I also cried to Paul about Joe’s partner who was surely missing him more than words could ever express. And that then led to a conversation about “moving on” should tragedy strike our own happy home.

Little was I to know that a week later I would be experiencing the same devastating blow that Joe’s partner experienced two years’ prior.

And little did I know that the tears and restless nights would stretch far, far beyond six months.

I find it strange (yet oddly understandable) that I rarely cry when thinking about Joe these days; and mostly laugh on his birthday and the anniversary of his death when my experiences with thoughts of Paul are so different.

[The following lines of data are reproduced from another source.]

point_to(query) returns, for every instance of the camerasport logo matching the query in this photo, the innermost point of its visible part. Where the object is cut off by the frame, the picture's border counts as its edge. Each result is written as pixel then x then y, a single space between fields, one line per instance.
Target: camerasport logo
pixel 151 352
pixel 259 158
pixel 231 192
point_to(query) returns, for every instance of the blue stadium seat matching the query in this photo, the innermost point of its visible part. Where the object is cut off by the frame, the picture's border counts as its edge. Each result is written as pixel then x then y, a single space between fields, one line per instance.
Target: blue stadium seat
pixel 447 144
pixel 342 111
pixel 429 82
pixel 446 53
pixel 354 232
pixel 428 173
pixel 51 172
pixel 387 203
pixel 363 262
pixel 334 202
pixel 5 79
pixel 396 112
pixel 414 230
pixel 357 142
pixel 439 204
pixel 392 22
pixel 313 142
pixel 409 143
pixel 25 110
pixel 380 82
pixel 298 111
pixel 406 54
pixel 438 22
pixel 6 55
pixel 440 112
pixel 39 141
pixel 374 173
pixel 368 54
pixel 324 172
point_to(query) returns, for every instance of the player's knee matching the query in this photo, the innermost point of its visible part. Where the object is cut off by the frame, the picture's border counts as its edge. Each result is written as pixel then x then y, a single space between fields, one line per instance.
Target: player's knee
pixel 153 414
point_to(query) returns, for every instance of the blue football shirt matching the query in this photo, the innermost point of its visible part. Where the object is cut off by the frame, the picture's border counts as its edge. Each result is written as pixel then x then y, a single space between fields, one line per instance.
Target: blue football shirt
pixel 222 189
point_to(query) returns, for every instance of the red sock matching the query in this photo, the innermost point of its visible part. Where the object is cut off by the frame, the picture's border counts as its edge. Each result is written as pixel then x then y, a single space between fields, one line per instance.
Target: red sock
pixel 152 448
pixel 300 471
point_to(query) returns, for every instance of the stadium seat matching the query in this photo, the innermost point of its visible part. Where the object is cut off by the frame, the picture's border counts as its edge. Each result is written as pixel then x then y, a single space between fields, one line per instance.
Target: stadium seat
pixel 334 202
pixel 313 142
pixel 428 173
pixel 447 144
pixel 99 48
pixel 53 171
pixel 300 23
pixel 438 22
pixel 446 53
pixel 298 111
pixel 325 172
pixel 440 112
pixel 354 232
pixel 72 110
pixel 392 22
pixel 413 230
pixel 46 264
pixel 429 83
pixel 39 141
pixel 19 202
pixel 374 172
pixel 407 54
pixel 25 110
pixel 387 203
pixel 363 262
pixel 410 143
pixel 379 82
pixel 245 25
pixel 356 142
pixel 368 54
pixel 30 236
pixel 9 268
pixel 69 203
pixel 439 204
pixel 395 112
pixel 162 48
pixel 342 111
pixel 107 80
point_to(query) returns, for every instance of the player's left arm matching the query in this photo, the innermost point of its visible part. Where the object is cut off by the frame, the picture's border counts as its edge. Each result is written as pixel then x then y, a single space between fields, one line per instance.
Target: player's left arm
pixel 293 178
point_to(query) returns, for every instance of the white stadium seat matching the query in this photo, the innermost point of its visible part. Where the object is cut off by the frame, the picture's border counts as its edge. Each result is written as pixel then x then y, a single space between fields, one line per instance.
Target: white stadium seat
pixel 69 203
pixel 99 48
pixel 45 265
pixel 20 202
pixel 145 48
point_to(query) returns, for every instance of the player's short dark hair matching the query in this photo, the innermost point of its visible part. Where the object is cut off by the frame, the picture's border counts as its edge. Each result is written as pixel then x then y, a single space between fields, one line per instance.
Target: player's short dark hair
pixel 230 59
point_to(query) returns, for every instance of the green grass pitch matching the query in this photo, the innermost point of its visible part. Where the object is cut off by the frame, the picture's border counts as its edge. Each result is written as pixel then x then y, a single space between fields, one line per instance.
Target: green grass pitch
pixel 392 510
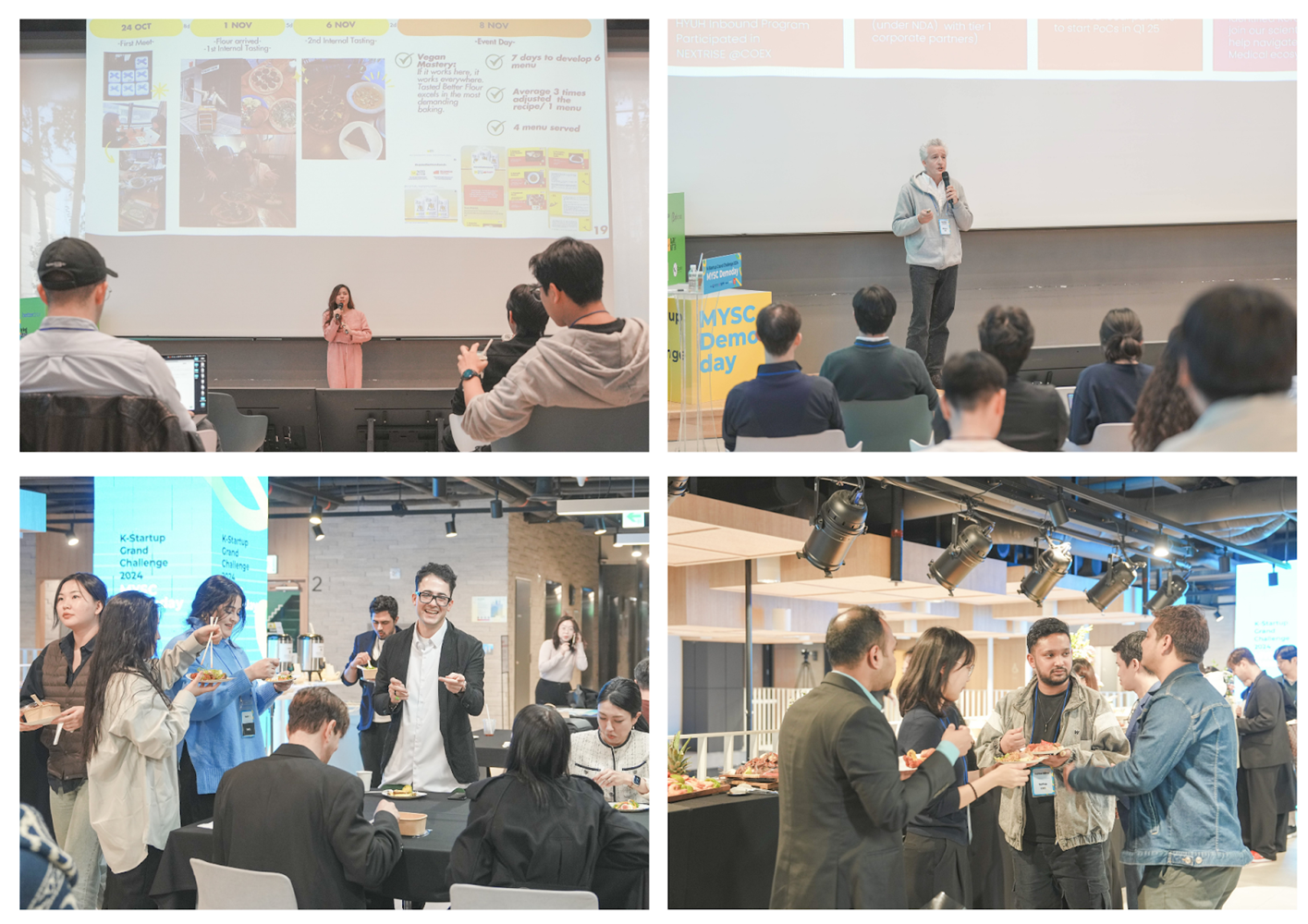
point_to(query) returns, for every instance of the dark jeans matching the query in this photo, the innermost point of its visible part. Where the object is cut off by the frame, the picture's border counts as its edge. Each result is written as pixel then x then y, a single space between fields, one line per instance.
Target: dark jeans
pixel 195 805
pixel 1050 879
pixel 131 889
pixel 372 740
pixel 933 866
pixel 933 305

When I think of Paul, I often find myself misty eyed (not always, not even most of the time, but often). And on Paul’s birthday and even more so on the anniversary of his death, I am beside myself with grief and even find myself crying quite a bit in the lead-up to these upsetting dates.

I no longer actively grieve for Joe, despite thinking of him often and missing him very much. Sure, I wish that Joe was here, playing an active role in my life, but his absence doesn’t impact my day-to-day life.

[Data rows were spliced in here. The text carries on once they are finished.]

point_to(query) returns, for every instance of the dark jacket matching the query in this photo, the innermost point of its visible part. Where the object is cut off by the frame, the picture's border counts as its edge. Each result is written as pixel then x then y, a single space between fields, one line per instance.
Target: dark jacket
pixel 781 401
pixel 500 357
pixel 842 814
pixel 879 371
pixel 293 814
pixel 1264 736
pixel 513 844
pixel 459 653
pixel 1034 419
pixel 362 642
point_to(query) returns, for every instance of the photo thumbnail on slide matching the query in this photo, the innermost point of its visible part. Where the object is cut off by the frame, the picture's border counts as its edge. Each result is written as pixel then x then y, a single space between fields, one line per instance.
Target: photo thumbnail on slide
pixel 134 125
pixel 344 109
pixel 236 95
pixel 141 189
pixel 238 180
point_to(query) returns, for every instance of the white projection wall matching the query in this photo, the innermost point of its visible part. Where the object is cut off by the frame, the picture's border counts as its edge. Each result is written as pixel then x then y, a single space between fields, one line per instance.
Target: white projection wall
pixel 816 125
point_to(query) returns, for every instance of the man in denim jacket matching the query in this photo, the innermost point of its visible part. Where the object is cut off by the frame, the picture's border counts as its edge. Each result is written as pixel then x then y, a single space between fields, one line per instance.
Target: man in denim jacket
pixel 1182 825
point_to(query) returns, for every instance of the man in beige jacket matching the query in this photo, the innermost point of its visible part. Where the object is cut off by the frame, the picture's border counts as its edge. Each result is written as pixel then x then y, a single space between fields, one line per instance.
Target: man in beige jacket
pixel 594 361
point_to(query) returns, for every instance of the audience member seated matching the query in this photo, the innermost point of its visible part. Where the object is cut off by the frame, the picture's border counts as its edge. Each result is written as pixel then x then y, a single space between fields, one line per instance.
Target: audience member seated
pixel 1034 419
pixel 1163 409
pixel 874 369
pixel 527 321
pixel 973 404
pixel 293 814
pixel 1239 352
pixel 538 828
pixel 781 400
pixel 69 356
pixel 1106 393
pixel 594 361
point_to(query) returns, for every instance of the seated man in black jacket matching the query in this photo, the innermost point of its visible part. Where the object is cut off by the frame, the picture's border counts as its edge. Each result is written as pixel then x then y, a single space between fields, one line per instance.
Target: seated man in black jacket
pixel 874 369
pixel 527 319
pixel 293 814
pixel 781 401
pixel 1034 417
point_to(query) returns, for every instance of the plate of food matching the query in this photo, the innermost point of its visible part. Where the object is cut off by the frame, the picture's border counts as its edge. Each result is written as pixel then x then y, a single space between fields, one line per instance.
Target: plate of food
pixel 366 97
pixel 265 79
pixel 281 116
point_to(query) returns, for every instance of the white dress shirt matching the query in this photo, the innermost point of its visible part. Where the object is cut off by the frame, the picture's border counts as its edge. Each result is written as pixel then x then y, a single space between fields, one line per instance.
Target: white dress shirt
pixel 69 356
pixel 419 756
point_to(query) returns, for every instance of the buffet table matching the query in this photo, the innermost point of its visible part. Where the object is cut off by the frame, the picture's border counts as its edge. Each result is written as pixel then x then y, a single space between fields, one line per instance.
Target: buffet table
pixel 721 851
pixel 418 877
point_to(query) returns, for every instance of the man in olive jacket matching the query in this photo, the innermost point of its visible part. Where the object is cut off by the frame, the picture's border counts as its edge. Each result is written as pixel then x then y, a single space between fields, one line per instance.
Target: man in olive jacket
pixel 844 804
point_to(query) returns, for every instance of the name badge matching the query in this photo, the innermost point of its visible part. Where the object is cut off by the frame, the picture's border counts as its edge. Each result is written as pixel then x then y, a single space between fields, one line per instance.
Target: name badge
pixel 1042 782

But I grieve for Paul. And I miss Paul desperately. And I’m lonely without him. Paul’s absence does impact my life, and it impacts it nearly every day.

Joe was a part of my life. Paul was my life.

Joe touched my heart. Paul opened my heart.

Joe made my soul happy. Paul made my soul sing with joy.

I loved Joe. I was in love with Paul. (And love him still.)

The simple fact is that my relationship with Paul—though much shorter than my friendship with Joe—was deeper and more meaningful than any relationship I’ve ever had.

Because marital love is different from friendship. Losing a spouse is different than losing a friend. For me, at least.

I miss Joe. And I am very aware that if Paul were here, I’d have an easier time missing my friend. And I also know that if Joe was here, he would have helped me cope with the loss of Paul.

I could really use one of them in my life right now. Though I’d rather have both!

I don’t really know what the point of this post is, other than to say that I’ve really been noticing the difference between how I grieve for different people in my life.

And, of course, to say that I miss Joe. I really do. He was a good friend—despite him and the rest of “the guys” tormenting the heck out of me! I was very blessed to have him in my life.